You can run this package right now in Google Colab

Running

from specification_curve import specification_curve as specy
from specification_curve import example as scdata
df = scdata.load_example_data1()
y_endog = 'y1'
x_exog = 'x1'
controls = ['c1', 'c2', 'group1', 'group2']
sc = specy.SpecificationCurve(df, y_endog, x_exog, controls,
                              cat_expand=['group2'])
sc.fit()
sc.plot()

produces

https://raw.githubusercontent.com/aeturrell/specification_curve/master/docs/images/example.png

Grey squares (black lines when there are many specifications) show whether a variable is included in a specification or not. Blue markers and error bars show whether the coefficient is significant (0.05).

Here’s another example:

from specification_curve import specification_curve as specy
import numpy as np
import pandas as pd
n_samples = 300
np.random.seed(1332)
x_1 = np.random.random(size=n_samples)
x_2 = np.random.random(size=n_samples)
x_3 = np.random.random(size=n_samples)
x_4 = np.random.randint(2, size=n_samples)
y = (0.8*x_1 + 0.1*x_2 + 0.5*x_3 + x_4*0.6 +
     + 2*np.random.randn(n_samples))
df = pd.DataFrame([x_1, x_2, x_3, x_4, y],
                  ['x_1', 'x_2', 'x_3', 'x_4', 'y']).T
# Set x_4 as a categorical variable
df['x_4'] = df['x_4'].astype('category')
sc = specy.SpecificationCurve(df, 'y', 'x_1', ['x_2', 'x_3', 'x_4'],
                              cat_expand=['x_4'])
sc.fit()
sc.plot()

Features

These examples use the first set of example data:

from specification_curve import specification_curve as specy
from specification_curve import example as scdata
df = scdata.load_example_data1()
  • Expand fixed effects into mutually exclusive groups using cat_expand

y_endog = 'y1'
x_exog = 'x1'
controls = ['c1', 'c2', 'group1', 'group2']
sc = specy.SpecificationCurve(df, y_endog, x_exog, controls,
                              cat_expand=['group1', 'group2'])
sc.fit()
sc.plot()
  • Mutually exclude two variables using exclu_grp

y_endog = 'y1'
x_exog = 'x1'
controls = ['c1', 'c2', 'group1', 'group2']
sc = specy.SpecificationCurve(df, y_endog, x_exog, controls,
                                  exclu_grps=[['c1', 'c2']])
sc.fit()
sc.plot()
  • Use multiple independent or dependent variables

x_exog = ['x1', 'x2']
y_endog = 'y1'
controls = ['c1', 'c2', 'group1', 'group2']
sc = specy.SpecificationCurve(df, y_endog, x_exog, controls)
sc.fit()
sc.plot()
  • Save plots to file (format is inferred from file extension)

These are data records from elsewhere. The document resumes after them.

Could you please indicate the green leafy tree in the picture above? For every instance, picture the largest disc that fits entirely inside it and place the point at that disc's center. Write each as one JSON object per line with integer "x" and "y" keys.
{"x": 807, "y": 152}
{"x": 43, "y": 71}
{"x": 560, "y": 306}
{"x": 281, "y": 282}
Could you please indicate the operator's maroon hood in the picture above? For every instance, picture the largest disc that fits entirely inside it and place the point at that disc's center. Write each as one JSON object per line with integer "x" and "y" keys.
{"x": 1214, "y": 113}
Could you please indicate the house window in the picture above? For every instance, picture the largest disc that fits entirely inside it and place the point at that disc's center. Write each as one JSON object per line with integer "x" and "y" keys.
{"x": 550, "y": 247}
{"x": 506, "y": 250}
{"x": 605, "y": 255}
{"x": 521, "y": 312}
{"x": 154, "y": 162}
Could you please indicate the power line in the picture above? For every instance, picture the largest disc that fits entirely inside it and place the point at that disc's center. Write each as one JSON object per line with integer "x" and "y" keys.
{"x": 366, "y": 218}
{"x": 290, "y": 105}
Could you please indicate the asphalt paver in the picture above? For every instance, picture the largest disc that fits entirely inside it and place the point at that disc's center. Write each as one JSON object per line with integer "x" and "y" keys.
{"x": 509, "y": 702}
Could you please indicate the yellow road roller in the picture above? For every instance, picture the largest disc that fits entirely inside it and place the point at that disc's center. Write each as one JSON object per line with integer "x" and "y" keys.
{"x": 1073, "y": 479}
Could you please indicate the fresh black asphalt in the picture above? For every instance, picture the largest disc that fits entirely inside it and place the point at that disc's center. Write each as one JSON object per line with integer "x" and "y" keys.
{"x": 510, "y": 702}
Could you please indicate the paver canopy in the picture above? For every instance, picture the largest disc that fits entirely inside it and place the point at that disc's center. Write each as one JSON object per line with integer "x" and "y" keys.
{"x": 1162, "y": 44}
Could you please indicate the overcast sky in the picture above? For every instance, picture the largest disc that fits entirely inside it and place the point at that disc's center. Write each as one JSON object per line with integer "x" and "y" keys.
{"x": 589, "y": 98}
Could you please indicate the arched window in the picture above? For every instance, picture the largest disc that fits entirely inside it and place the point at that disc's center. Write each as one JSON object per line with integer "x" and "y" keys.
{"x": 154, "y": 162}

sc = specy.SpecificationCurve(df, y_endog, x_exog, controls,
                                  cat_expand=['group1'])
sc.fit()
sc.plot(save_path='test_fig.pdf')
  • Specification results stored in output DataFrame df_r

sc = specy.SpecificationCurve(df, y_endog, x_exog, controls)
sc.fit()
print(sc.df_r)
  • Other statsmodels estimators (OLS is the default) can be used

import numpy as np
import pandas as pd
import statsmodels.api as sm
n_samples = 1000
x_2 = np.random.randint(2, size=n_samples)
x_1 = np.random.random(size=n_samples)
x_3 = np.random.randint(3, size=n_samples)
x_4 = np.random.random(size=n_samples)
x_5 = x_1 + 0.05*np.random.randn(n_samples)
x_beta = -1 + 3.5*x_1 + 0.2*x_2 + 0.3*x_3
prob = 1/(1 + np.exp(-x_beta))
y = np.random.binomial(n=1, p=prob, size=n_samples)
y2 = np.random.binomial(n=1, p=prob*0.98, size=n_samples)
df = pd.DataFrame([x_1, x_2, x_3, x_4, x_5, y, y2],
                  ['x_1', 'x_2', 'x_3', 'x_4', 'x_5', 'y', 'y2']).T
y_endog = ['y', 'y2']
x_exog = ['x_1', 'x_5']
controls = ['x_3', 'x_2', 'x_4']
sc = specy.SpecificationCurve(df, y_endog, x_exog, controls,
                              cat_expand='x_3')
sc.fit(estimator=sm.Logit)  # sm.Probit also works
sc.plot()
  • The style of specification plot flexes for very large numbers of specifications

n_samples = 400
# Number of dimensions of continuous
# random variables
n_dim = 8
c_rnd_vars = np.random.random(size=(n_dim, n_samples))
c_rnd_vars_names = [f'c_{i}' for i in range(np.shape(c_rnd_vars)[0])]
y_1 = (0.3*c_rnd_vars[0, :] +
       0.5*c_rnd_vars[1, :])
y_2 = y_1 + 0.05*np.random.randn(n_samples)
df = pd.DataFrame([y_1, y_2], ['y1', 'y2']).T
for i, col_name in enumerate(c_rnd_vars_names):
    df[col_name] = c_rnd_vars[i, :]
controls = c_rnd_vars_names[1:]
sc = specy.SpecificationCurve(df, ['y1', 'y2'], c_rnd_vars_names[0],
                              controls)
sc.fit()
sc.plot()
  • Always include regressors using the always_include keyword argument

df = scdata.load_example_data1()
x_exog = 'x1'
y_endog = 'y1'
controls = ['c2', 'group1', 'group2']
sc = specy.SpecificationCurve(df, y_endog, x_exog, controls,
                                always_include='c1')
sc.fit()
sc.plot()

Similar Packages

In RStats, there is specr (which inspired many design choices in this package) and spec_chart. Some of the example data in this package is the same as in specr.

Credits

This package was created with Cookiecutter and the audreyr/cookiecutter-pypackage project template.

History

0.2.6 (2021-05-05)

  • Updates of some dev packages

  • Release on Zenodo to create DOI

0.2.5 (2020-11-22)

  • Added option to always include some regressors

  • Added option to label preferred specification in plots

0.2.4 (2020-09-15)

  • Further fix to pick up example data

0.2.3 (2020-09-14)

  • Fixed examples

  • Bug fix for including csv data in pypi distribution

0.2.2 (2020-09-02)

  • More badges in readme

  • Dropped support for python 3.5

0.2.1 (2020-09-02)

  • Switched to object oriented design

  • Now supports range of statsmodels estimators!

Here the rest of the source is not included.